Schneider’s sister, Helene, posted a plea for potential donors on social media. Within an hour, Fernandez texted Schneider to report that she had submitted the application form—something she had been planning ever since their initial conversation years earlier. “When you love somebody, you show up for them in whatever way you can,” says Fernandez.
NYU Langone’s Liver Transplant Program ranks among the top 5 nationally and No. 1 in New York State, based on short wait times for a transplant and a high patient survival rate, according to the Scientific Registry of Transplant Recipients. The program is among the few that provide a comprehensive range of support services for donors as well as recipients, including health, psychological, and financial counseling. “We have a dedicated team of surgeons, hepatologists, and specialized nurses who work together to achieve the best possible outcomes with organs from both living and deceased donors,” says Karim J. Halazun, MD, surgical director of the Adult Liver Transplant Program and section chief of hepatobiliary surgery. “Our goal is not just to save patients’ lives but to transform their quality of life.”
The eight-hour surgery took place on November 30, 2022. At 6 a.m., the two friends met in a preoperative area at Tisch Hospital, accompanied by Schneider’s mom, Fernandez’s parents, and Fernandez’s fiancée, Jack O’Dwyer. After they shared a hug, Schneider was wheeled into an operating room and Fernandez walked into the one next door.
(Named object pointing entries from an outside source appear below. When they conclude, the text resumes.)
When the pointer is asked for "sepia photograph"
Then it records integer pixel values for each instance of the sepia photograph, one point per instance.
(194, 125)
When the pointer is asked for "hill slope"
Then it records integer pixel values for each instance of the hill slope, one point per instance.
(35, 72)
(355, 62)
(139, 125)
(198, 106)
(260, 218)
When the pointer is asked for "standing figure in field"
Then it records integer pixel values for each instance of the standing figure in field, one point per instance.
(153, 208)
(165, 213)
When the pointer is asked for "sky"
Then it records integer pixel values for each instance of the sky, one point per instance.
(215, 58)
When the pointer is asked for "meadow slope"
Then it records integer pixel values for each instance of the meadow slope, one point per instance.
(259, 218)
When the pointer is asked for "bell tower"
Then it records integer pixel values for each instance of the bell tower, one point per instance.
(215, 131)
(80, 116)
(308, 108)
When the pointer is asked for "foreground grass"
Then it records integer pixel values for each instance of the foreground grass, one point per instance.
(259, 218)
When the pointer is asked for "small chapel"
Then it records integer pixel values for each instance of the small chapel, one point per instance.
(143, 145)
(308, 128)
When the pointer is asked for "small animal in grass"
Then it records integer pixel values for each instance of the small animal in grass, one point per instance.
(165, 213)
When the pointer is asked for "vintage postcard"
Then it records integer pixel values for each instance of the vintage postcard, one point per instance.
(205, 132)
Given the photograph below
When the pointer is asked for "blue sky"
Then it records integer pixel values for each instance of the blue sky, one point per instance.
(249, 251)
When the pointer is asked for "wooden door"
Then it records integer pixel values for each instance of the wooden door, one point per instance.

Fernandez’s hepatectomy was led by Adam Griesemer, MD, surgical director of the Living Donor Liver Transplant Program. To remove the left lobe of her liver, he used a combination of minimally invasive and open techniques that avoided the need to cut through her abdominal muscles. This approach enables athletic patients like Fernandez, an avid runner, to resume activities sooner. In the adjoining OR, Dr. Halazun carefully removed Schneider’s diseased liver. Then, as Dr. Halazun implanted the donor organ into Schneider’s abdominal cavity, Dr. Griesemer closed Fernandez’s incision. Finally, the two surgeons partnered to complete Schneider’s surgery.
Fernandez went home after four days in the hospital. Within a month, her liver had regenerated, and by eight weeks, she had returned to her job as a cosmetic chemist and to distance running. A year after the surgery, in November 2023, she completed her second New York City Marathon—a race that Dr. Griesemer also entered, inspired by Fernandez’s determination. “She crushed my time,” he says with a laugh. “It was like we were running on different roads.”
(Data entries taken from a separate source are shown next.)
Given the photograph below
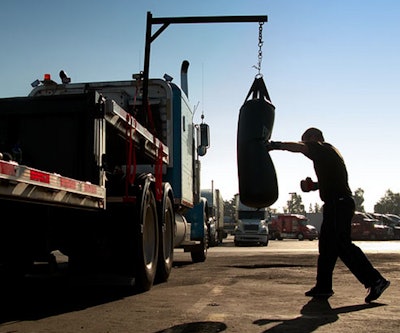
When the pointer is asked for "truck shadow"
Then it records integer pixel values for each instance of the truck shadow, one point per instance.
(314, 314)
(34, 298)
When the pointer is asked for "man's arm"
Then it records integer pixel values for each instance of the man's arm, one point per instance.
(294, 147)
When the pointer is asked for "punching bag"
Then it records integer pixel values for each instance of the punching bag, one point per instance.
(258, 186)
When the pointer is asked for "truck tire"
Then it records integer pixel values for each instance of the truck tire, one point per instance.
(147, 240)
(166, 216)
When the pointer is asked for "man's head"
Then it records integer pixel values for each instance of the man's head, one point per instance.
(312, 135)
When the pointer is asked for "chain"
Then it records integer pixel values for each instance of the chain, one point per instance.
(260, 44)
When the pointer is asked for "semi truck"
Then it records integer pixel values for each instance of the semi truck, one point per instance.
(251, 224)
(291, 226)
(107, 173)
(215, 209)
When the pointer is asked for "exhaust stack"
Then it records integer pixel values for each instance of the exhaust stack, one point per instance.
(184, 81)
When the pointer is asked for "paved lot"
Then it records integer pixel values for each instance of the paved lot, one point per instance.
(237, 289)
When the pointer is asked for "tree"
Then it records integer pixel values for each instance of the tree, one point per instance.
(359, 199)
(294, 204)
(389, 204)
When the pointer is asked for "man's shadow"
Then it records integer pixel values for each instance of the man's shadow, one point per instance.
(316, 313)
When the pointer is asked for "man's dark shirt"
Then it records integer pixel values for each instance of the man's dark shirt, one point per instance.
(330, 170)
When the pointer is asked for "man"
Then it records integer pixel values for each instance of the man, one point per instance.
(338, 210)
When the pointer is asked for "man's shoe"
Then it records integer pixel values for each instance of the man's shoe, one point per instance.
(319, 293)
(376, 290)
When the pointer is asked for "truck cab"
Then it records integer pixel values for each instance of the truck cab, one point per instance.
(292, 226)
(251, 225)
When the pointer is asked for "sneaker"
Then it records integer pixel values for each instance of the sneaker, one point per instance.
(376, 290)
(319, 293)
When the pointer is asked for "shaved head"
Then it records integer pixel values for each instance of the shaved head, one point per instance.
(312, 134)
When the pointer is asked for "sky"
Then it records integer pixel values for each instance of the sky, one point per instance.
(334, 65)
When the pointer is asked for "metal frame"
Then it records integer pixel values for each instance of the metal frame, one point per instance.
(166, 21)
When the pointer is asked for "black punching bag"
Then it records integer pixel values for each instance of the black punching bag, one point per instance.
(258, 186)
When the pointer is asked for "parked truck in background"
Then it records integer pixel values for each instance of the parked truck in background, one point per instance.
(251, 224)
(293, 226)
(367, 227)
(215, 211)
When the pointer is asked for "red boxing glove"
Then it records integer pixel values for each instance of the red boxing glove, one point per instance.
(308, 185)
For Schneider, the road to recovery was bumpier. A week after the transplant, she developed the first of a series of bowel obstructions, likely due to swelling in old scar tissue. Six months later, she had revision surgery on her ileostomy. Following the procedure, she felt better than she had in years and was able to return to her work in nonprofit finance.
When Fernandez and O’Dwyer married in October 2024, Schneider served as Fernandez’s maid of honor; when Schneider married her fiancé, Sam Carlson, in December 2025, Fernandez and her wife celebrated with them. At 30, both remain in good health, a state that neither takes for granted. “It took Lydia, my family, my wonderful doctors at NYU Langone, and a whole community to get me through this,” says Schneider. “I wouldn’t be here without them.”